Calcified Tissue International

, Volume 86, Issue 6, pp 436–446 | Cite as

Decreased Periprosthetic Bone Loss in Patients Treated with Clodronate: A 1-Year Randomized Controlled Study

  • C. Trevisan
  • S. Ortolani
  • P. RomanoEmail author
  • G. Isaia
  • L. Agnese
  • D. Dallari
  • G. Grappiolo
  • R. Cherubini
  • L. Massari
  • G. Bianchi


The efficacy of clodronate to reduce bone loss around uncemented stems after total hip arthroplasty (THA) was evaluated.

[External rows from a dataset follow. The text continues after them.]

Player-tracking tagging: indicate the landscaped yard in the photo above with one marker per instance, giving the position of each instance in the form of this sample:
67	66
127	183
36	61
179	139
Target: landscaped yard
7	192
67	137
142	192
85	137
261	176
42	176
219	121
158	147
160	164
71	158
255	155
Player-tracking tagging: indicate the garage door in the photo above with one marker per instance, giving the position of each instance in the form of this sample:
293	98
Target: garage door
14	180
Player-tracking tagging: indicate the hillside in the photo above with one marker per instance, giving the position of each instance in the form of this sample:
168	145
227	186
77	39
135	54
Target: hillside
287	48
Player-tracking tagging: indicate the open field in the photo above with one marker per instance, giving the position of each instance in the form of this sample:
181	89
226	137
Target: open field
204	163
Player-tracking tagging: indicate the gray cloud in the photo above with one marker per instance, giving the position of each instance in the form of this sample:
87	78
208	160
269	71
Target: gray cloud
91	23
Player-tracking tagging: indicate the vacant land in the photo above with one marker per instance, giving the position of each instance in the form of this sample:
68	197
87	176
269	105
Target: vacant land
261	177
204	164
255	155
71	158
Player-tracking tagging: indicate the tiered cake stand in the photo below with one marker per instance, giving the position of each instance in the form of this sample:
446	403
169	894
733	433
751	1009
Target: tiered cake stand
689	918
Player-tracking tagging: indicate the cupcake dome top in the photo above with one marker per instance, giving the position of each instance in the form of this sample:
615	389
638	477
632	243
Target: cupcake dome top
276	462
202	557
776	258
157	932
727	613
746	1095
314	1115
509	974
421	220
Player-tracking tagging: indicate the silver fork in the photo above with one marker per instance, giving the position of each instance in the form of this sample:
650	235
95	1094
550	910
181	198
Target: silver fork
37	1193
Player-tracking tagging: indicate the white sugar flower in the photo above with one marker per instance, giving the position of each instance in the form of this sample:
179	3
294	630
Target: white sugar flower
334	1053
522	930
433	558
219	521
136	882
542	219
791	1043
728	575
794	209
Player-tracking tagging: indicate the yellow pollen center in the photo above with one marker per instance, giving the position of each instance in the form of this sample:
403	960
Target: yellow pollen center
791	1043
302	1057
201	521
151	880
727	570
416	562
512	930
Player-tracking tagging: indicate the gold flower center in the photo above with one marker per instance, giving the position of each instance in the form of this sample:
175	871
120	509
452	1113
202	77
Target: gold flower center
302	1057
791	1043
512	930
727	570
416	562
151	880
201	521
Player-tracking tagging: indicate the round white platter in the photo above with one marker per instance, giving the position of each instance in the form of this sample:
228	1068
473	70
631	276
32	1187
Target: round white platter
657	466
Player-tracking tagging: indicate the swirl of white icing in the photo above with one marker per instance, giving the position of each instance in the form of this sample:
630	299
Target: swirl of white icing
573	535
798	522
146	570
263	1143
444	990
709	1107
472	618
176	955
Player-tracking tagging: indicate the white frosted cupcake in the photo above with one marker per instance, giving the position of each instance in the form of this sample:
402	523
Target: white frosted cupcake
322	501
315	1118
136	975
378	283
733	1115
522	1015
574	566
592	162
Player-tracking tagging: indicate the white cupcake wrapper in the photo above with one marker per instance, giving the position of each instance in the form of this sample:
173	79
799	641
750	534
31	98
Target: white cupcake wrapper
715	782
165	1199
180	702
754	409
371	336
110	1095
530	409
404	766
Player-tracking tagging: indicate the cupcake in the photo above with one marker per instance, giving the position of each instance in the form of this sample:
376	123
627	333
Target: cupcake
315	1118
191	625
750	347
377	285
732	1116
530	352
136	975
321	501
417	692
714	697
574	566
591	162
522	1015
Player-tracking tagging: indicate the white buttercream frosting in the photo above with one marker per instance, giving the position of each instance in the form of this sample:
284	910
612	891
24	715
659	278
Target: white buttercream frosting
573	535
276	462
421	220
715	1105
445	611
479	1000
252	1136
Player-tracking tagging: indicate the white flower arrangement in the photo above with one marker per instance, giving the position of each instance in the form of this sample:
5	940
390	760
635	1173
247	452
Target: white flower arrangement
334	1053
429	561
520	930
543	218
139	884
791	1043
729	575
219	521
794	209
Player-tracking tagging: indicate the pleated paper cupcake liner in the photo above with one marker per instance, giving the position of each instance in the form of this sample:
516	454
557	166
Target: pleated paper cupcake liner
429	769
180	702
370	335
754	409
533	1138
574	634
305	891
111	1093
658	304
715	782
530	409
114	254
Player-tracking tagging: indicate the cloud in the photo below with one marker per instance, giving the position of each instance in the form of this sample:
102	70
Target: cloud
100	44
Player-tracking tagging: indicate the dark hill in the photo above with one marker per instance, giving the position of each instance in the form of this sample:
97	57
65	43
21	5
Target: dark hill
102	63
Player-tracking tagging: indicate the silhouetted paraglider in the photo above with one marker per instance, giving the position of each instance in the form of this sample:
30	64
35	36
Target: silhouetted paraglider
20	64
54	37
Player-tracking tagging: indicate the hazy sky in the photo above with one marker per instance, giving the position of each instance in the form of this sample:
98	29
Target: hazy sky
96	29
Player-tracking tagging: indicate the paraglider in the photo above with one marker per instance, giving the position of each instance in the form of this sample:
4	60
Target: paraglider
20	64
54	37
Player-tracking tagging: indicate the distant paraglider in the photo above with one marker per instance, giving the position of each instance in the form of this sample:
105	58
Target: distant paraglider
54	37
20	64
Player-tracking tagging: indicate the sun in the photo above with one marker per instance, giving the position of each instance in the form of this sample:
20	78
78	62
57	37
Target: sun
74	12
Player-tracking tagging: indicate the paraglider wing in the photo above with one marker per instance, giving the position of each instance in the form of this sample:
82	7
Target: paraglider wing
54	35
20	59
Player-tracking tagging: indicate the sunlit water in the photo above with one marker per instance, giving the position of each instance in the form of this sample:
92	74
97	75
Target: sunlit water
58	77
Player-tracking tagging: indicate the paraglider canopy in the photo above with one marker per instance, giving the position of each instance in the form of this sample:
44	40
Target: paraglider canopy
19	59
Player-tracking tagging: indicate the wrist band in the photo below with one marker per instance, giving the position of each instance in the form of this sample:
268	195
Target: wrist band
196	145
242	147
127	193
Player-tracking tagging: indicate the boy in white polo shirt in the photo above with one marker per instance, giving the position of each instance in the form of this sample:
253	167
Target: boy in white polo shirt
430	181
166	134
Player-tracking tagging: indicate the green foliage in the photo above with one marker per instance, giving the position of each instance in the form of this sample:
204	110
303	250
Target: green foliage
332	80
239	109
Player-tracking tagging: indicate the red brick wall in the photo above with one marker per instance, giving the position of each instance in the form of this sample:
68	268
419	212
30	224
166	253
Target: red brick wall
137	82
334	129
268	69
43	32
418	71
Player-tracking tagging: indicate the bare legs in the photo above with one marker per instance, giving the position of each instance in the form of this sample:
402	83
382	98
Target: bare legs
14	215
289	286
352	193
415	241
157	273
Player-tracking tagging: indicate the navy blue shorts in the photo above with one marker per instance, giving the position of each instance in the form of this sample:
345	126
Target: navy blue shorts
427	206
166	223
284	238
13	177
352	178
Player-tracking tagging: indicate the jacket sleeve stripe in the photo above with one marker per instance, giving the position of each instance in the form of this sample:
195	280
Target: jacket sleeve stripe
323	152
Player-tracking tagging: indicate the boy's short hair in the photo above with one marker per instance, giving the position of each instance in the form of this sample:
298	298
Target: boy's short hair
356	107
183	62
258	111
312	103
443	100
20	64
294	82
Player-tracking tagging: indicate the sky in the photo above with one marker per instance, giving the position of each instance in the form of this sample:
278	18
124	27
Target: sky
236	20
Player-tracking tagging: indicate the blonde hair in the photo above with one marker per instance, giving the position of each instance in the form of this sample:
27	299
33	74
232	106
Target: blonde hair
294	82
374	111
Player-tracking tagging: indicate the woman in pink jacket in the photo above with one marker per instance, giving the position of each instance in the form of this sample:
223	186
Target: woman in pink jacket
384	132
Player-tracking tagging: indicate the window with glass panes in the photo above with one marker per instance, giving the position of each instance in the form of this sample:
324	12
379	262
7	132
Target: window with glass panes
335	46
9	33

Ninety-one patients operated with uncemented THA were randomized to receive either intramuscular clodronate at a dose of 100 mg weekly for 12 months or no treatment. Periprosthetic and contralateral bone mineral density (BMD) scans were performed and biochemical markers of bone turnover measured at baseline and at 3, 6, and 12 months. At month 12, with the exception of Gruen zones 4 and 5, patients treated with clodronate showed less bone loss at all zones, reaching statistical significance (P < 0.05) in Gruen zones 2 and 6 (difference of 6.6 and 5.9%, respectively). Analysis of data according to gender revealed sex-related differences in bone loss and efficacy of treatment. After 12 months, the difference in bone loss between treated and untreated women in five out of seven Gruen zones ranged from 6.2 to 13.3% (SS at zones 2 and 6), whereas comparison between treated and untreated men showed no BMD differences in all zones (P > 0.05). Median percent changes in serum levels of markers of bone metabolism by gender were consistent with BMD changes. A 1-year treatment with intramuscular clodronate determined a significant reduction of bone loss after THA. This was mainly attributed to its greater efficacy in the female population, which is at higher risk for bone loss. This observation suggests the need for the characterization of high-risk subjects as potential candidates for prevention strategies.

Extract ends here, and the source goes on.